Thursday 11 April 2019

linux - Is there any limit on number of file name we can pass in tar


I am creating a tar and untar it at other location using:


$ tar -C sourcedir -cf - . | tar -C targetdir -xpf -

but it fails like this
Error I am getting is :Argument list too long - tar, when I am reducing the number of files I mean doing it in batches of files(like 1000 files at a time) it works.
Another point I noticed:
if file names are shorter than it works fine.

I am not sure what exactly is limiting this? please give suggestions.



Answer



Argument list too long is not an error specific to tar. It is an error (E2BIG) of the execve(2) syscall (given by the kernel, which has to put some limitations on execve to avoid spoiling memory). So your shell (which fork-s then execve-s the /bin/tar program) tells you that error message.


It could be difficult to increase that limit (perhaps some sysconf, I forgot the details). Or recompile your kernel and increase the ARG_MAX in its include/uapi/linux/limits.h.

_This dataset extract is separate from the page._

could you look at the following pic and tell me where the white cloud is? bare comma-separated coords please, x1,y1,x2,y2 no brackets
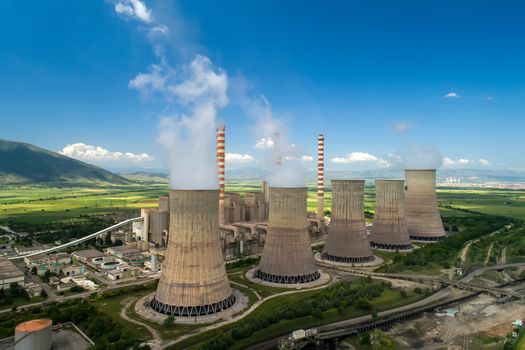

GNU tar(1) accepts many interesting options (so please read the man page), in particular:



-T, --files-from=FILE


         Get names to extract or create from FILE.

So collect the file paths to be archived in some (e.g. temporary) file, then pass it with -T and you won't get any limitations.


However, the tar command has many interesting features, and you can use them to have a reasonably sized command.